Video cannot compete with the written word when it comes to density of information transfer, but it makes up for that shortcoming with easy accessibility. The Nimzo series consists of 13 videos that, taken together, add up to just over four hours and 12 minutes of content. While Gustafsson can only sketch his recommended lines in that time, he does an admirable job of presenting the essentials.
The repertoire offered in this series is fairly technical, something typical of most of Gustafsson’s opening videos. This is most clear in his discussion of two of White’s most important tries in the Nimzo. Against 4.Qc2, Gustafsson recommends that we play 4…0-0 and head towards lines (following recent Kramnik games) where we aim for …b6 and …Ba6, exchanging the light squared bishops.
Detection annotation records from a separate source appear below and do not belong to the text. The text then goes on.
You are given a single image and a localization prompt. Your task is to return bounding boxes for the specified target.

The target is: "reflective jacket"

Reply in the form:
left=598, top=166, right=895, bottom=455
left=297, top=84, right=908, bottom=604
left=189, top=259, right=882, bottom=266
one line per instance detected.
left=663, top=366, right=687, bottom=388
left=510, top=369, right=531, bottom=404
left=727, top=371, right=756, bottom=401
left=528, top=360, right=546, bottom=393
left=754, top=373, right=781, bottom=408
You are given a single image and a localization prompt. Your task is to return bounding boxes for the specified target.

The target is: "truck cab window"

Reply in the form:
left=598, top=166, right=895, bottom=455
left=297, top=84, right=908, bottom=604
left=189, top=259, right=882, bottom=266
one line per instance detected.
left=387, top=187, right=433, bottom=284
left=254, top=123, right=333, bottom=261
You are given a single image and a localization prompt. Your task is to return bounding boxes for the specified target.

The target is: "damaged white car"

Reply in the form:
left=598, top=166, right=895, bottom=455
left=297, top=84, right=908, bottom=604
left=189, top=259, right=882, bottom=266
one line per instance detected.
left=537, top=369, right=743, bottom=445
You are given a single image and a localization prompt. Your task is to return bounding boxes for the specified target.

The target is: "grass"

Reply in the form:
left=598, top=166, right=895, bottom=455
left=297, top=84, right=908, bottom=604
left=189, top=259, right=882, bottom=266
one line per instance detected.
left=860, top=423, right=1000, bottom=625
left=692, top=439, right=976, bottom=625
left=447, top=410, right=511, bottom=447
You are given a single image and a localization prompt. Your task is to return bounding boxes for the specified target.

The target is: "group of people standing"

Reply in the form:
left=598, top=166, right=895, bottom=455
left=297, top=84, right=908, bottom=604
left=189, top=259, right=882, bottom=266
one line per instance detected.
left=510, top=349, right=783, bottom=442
4.e3 is also met with 4…0-0, but here paths diverge. Gustafsson presents the new and trendy 5…c6 against the Reshevsky Variation (5.Nge2), and he prefers to meet both 5.Bd3 c5 6.Nge2 and 6.Nf3 with lines that saddle White with an Isolated Queen’s Pawn. The games of Anatoly Karpov are our guide here, and one of the longest videos in this series – second only to the coverage of 4.f3, in fact – is devoted to the so-called ‘Karpov Variation’ after 4.e3 0-0 5.Bd3 c5 6.Nf3 d5 7.0-0 dxc4 8.Bxc4 cxd4 9.exd4 b6.
Other recommendations include meeting the aforementioned 4.f3 with 4…c5 5.d5 b5 6.e4 0-0. The Samisch is handled in classical fashion with 4.a3 Bxc3 5.bxc3 c5 6.e3 Nc6 and Black plays against the doubled c-pawns. Both 4.g3 and 4.Nf3 are met with 4…0-0, and there is also sufficient (if sometimes slight) of sidelines like 4.Bg5, 4.Bd2 and 4.Qb3.
Some of Gustafsson’s choices are deeply theoretical, and because he is limited in what he can say in a video of reasonable length, some lines require further study. The coverage of the Karpov Variation feels light to me given its strategic complexity, and some of the variations – most notably 4.Qc2 0-0 5.e4 d5!? 6.e5 Ne4 – are very sharp and forcing.
Here is where a good accompanying eBook would be of great value. Some Chess24 video series feature such eBooks, and some (like Peter Svidler’s on the Grunfeld) are tremendously useful. Unfortunately the eBook for this series is rather wanting. There is some new analysis to be found within, particularly in the Reshevsky Variation, but the expansiveness varies and the analysis curiously lacks terminal evaluations.
I don’t think that a Grandmaster would use Gustafsson’s videos as the basis for an opening repertoire, but then, I don’t think that Gustafsson made these videos for Grandmasters. His target audience seems to be the ambitious amateur player, one who doesn’t mind theory and who tends to prefer technical positions over outright slugfests. The variations presented in “A repertoire against 1.d4. Part 3: Nimzo-Indian Defense” are solid and reliable, and with a bit of home study, they could form an integral part of a player’s repertoire.